We don't have to wait to see investors' reaction to the news, and naturally enough shares have been marked lower with those of banks, retailers and listed property concerns likely to come under most pressure, according to Anchor Capital in Johannesburg. 10yr government debt yields have been up through 9.00 % (last at 8.90%)  --  remember they were at 8.28% early on Monday. And of course the Rand has been hit on foreign exchanges  --  USD / ZAR was last at about 13.38, but has been through 13.50 this morning. Taking absolute highs and lows (not generally recommended !) , that represents a 9.5% fall in the value of the South African currency this week.

Actually, some of the very concerned talking heads on the line from Johannesburg this morning sounded a bit surprised that the reaction hadn't been even stronger. One explanation was that the new finance minister, former Home Affairs Minister Malusi Gigaba, was unlikely to announce any great change of policy straight away. He'd probably wait until the ANC conference in June  --  which may of course mean another nasty shock round the corner.

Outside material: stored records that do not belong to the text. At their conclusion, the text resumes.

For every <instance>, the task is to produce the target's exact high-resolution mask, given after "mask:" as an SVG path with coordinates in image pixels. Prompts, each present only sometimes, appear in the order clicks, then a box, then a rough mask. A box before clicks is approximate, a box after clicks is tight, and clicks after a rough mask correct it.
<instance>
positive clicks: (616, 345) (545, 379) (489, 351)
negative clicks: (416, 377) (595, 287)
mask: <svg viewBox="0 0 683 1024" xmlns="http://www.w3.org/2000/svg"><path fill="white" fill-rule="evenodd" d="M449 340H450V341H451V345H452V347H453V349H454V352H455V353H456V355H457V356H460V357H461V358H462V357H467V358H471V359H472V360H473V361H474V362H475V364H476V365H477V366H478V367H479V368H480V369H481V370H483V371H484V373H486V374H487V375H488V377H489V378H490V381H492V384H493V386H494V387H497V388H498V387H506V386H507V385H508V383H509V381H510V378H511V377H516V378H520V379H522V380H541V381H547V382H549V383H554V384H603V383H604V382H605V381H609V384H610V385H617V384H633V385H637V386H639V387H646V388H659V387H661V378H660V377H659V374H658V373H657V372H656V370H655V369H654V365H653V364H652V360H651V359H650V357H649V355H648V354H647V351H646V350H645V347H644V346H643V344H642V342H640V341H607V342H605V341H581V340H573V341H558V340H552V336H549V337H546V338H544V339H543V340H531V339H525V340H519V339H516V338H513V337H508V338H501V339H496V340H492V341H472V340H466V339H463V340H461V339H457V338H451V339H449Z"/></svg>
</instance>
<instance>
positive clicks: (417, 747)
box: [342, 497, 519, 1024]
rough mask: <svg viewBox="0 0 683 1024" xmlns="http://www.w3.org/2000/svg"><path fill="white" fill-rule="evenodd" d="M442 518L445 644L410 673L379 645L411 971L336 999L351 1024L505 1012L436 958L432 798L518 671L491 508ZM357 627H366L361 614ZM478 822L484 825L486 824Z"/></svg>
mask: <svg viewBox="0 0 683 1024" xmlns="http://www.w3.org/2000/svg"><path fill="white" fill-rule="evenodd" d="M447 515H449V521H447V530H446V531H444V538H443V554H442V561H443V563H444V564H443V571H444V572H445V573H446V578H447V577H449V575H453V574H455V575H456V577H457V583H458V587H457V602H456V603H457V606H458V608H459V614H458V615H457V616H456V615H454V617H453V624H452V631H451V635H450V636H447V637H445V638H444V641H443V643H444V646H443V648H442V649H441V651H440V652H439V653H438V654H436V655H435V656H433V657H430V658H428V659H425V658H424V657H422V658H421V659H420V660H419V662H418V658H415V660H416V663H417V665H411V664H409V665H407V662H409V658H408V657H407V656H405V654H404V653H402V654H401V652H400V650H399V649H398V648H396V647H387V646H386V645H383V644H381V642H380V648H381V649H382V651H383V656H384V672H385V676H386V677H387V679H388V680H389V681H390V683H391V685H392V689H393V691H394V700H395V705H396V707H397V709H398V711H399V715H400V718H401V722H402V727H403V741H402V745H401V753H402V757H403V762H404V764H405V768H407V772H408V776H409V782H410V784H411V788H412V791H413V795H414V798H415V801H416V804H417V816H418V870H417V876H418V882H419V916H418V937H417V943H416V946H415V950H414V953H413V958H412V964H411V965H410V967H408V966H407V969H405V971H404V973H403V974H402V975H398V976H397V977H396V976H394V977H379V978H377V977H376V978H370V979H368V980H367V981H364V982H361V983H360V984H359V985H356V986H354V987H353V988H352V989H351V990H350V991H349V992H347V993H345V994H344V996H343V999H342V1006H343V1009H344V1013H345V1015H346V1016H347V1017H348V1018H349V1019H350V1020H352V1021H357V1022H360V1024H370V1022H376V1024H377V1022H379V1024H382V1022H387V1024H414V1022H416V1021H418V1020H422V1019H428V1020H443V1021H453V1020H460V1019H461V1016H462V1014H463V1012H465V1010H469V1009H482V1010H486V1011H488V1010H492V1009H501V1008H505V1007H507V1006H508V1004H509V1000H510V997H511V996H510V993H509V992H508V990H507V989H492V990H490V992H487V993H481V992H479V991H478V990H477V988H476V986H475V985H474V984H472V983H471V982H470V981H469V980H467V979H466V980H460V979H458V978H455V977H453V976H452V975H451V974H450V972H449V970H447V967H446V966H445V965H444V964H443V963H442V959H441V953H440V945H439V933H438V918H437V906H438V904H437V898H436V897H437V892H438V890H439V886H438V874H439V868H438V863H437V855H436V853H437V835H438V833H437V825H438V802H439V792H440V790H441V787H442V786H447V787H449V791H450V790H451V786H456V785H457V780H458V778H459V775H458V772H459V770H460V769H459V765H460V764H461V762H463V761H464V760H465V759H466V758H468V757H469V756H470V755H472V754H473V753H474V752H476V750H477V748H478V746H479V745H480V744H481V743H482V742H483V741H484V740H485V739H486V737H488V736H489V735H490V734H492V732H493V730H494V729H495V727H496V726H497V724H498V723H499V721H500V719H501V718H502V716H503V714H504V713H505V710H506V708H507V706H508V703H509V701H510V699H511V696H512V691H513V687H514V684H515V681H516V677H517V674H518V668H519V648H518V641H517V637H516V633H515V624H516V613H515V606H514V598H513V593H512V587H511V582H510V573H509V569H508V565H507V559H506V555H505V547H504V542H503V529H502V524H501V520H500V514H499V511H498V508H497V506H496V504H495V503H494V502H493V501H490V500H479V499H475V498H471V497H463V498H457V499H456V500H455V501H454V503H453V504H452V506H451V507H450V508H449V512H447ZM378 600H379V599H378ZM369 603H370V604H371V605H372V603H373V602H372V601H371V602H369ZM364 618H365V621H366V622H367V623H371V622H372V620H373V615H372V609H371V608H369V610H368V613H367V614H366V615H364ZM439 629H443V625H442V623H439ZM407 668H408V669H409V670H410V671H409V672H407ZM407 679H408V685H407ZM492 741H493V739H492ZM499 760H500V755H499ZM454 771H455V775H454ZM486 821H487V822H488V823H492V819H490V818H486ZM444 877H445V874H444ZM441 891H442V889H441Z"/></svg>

As we've intimated, it's unclear whether a jump in bond yields would be of great concern to Mr Zuma, but if continued it certainly should be with 44% of government bonds in foreign hands, according to Morgan Stanley. The prospects for the Rand will have a role to play in that too of course, but for now at least the new powers-that-be are very unlikely to be too concerned about USD / ZAR popping up to 13.50. On one, very simple level that may be understandable. South African assets have been riding the emerging market and commodity-based waves (often one and the same thing) to such a degree that the currency has at times been the best performing of all. Even now it's still ranked about third best in the world this year, and we should bear in mind that in early 2015 USD / ZAR was almost 17.00. Against that sort of background a move back to 13.50 is of itself hardly disastrous.

Well, maybe so .... but things are likely to look pretty dark if the Rand experiences a much bigger sell-off, which is very possible if and when South Africa's debt is downgraded to junk status. Most judges would say that such an eventuality must be considered very likely.


South Africans and others would say that would be a crying shame, given how much South Africa has got going for it. That's true, but if you ever wondered why investors have to spend so much time studying political considerations then this would be a fine example. The hope must be that the administration, whatever form it eventually takes, will avoid the kind of economic mismanagement that the likes of Mr Gordhan kept them from in the past. Sadly, confidence in that happening is anything but rock solid.